What does ClassName& as a return type mean?

Question

I try to understand the following code (taken from here ):

template <class T> class auto_ptr
{
    T* ptr;
public:
    explicit auto_ptr(T* p = 0) : ptr(p) {}
    ~auto_ptr()                 {delete ptr;}
    T& operator*()              {return *ptr;} // <----- The problematic row.
    T* operator->()             {return ptr;}
    // ...
};

I cannot understand what do we mean when we use T& as a return type of a function. If T is a pointer to an integer (or any other type), then I would interpret T& as integer (or any other corresponding type). But in the above given code T is not a pointer. T is a class, and one of its members ( ptr ) is a pointer to objects of this class but T is not a class of pointers. So, what does T& as a return type mean?

Answer 1

It means the same as outside the context of a function's return type, ie T& is a reference to T . In this case, the function returns a reference to an object of type T that the caller can use to observe (and also alter, if T is not const -qualified) the referenced object.

Answer 2

T& is simply a reference to type T . the function returns a reference to an object of class T .

Answer 3

T is a class, and one of its members (ptr) is a pointer to objects of this class but T is not a class of pointers.

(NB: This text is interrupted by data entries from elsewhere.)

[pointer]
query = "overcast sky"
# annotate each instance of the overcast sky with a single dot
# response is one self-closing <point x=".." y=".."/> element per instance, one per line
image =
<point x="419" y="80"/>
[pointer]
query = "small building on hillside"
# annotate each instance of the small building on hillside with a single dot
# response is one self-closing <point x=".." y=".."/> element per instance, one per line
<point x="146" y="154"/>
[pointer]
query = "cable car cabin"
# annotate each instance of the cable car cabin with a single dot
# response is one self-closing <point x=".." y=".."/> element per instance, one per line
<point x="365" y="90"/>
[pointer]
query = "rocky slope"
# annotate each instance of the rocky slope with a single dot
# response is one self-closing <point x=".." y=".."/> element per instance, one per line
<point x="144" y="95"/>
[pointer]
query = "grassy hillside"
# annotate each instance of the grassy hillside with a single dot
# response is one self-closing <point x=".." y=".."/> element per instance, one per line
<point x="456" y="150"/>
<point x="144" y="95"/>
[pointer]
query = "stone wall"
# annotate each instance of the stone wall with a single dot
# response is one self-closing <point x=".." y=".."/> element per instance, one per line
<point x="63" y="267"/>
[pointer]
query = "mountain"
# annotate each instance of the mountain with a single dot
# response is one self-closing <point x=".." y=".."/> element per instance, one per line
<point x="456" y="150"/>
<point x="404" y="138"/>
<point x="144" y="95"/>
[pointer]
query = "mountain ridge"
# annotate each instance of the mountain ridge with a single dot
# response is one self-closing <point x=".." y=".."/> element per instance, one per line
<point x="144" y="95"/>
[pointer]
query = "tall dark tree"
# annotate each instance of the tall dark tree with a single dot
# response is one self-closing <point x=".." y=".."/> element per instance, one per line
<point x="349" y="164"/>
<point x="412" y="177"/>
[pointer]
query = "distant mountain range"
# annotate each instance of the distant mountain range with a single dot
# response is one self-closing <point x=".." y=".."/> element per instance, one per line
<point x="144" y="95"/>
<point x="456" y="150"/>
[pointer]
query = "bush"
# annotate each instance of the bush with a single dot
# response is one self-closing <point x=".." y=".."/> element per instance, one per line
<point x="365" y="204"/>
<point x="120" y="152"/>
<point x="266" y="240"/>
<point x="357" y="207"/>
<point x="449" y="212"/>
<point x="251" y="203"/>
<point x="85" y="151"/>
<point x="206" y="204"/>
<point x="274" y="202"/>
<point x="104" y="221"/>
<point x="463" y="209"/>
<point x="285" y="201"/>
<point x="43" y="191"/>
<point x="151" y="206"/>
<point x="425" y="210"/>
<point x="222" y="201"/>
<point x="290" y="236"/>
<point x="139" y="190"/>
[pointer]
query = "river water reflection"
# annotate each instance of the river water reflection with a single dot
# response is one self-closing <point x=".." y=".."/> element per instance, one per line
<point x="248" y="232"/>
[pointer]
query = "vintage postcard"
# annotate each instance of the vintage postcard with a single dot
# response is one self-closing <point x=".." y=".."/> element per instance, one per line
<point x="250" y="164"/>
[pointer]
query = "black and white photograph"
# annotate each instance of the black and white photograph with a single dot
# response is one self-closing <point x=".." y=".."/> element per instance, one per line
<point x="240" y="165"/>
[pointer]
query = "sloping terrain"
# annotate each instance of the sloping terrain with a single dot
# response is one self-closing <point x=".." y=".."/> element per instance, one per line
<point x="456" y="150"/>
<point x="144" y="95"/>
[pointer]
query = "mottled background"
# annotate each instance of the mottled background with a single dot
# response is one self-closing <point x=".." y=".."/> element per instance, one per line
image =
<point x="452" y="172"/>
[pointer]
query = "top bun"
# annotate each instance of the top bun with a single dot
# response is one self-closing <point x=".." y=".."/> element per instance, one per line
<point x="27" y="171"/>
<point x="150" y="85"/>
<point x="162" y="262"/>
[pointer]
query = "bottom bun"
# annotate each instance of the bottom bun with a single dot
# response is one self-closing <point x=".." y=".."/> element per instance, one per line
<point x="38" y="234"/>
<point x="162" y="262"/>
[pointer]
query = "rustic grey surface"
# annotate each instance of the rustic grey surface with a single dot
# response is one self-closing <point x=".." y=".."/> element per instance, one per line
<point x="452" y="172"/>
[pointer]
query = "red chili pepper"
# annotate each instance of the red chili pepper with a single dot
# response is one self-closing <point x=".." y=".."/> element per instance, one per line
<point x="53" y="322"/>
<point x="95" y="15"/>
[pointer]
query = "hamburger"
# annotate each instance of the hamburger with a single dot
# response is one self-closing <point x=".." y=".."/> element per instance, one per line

ptr is not a member of class T . It is a member of class auto_ptr<T> . ptr is a pointer to T . But the fact that T is not a "class of pointers" (whatever that means) does not prevent something being a pointer to a T .

std::string is a class - of strings, not pointers.

std::string str; is an object of class std::string .

&str is the address of str

std::string * ps = &str;

is a pointer to an std::string .

From the top:

template <class T> class auto_ptr is a class template whose sole template parameter is class T . You instantiate the template by specifying some actual class for T and declaring some object of the resulting type:

auto_ptr<std::string> aps;

That gives you another actual class, "auto-pointer-to-string", which is exactly like:

class auto_ptr_to_string
{
    std::string * ptr;
public:
    explicit auto_ptr(std::string * p = 0) : ptr(p) {}
    ~auto_ptr()                 {delete ptr;}
    std::string & operator*()   {return *ptr;}
    std::string * operator->()  {return ptr;}
    // ...
};

And aps is an object defined like that.

The class has a data member ptr , which is a pointer to an std::string .

The class also has an operator:

std::string & operator*()   {return *ptr;}

This operator defines the behaviour that results from applying the '*'-prefix to an object of type auto_ptr<std::string> , eg *aps .

The definition of the operator tells you that it returns a reference to an std::string , and that the std::string referred to by this reference is *ptr , which means "the one referred to by the data member ptr ".

So:

auto_ptr<std::string> aps(new std::string("Get it?"));

constructs an auto_ptr<std::string> called aps and the constuctor initializes the data member aps.ptr with a pointer to a dynamically allocated std::string containing "Get it?".

And:

std::string s = *aps;

according to the definition of auto_ptr<std::string>::operator*() , declares an std::string s and initializes it with the std::string referred to by aps.ptr , namely that one containing "Get it?"

Finally the class T syntax for template parameters does not actually restrict their values to classes: auto_ptr<int> , for example, is fine, though int is not a class type. And I reiterate Mike Seymour's comment about auto_ptr being a bad old thing.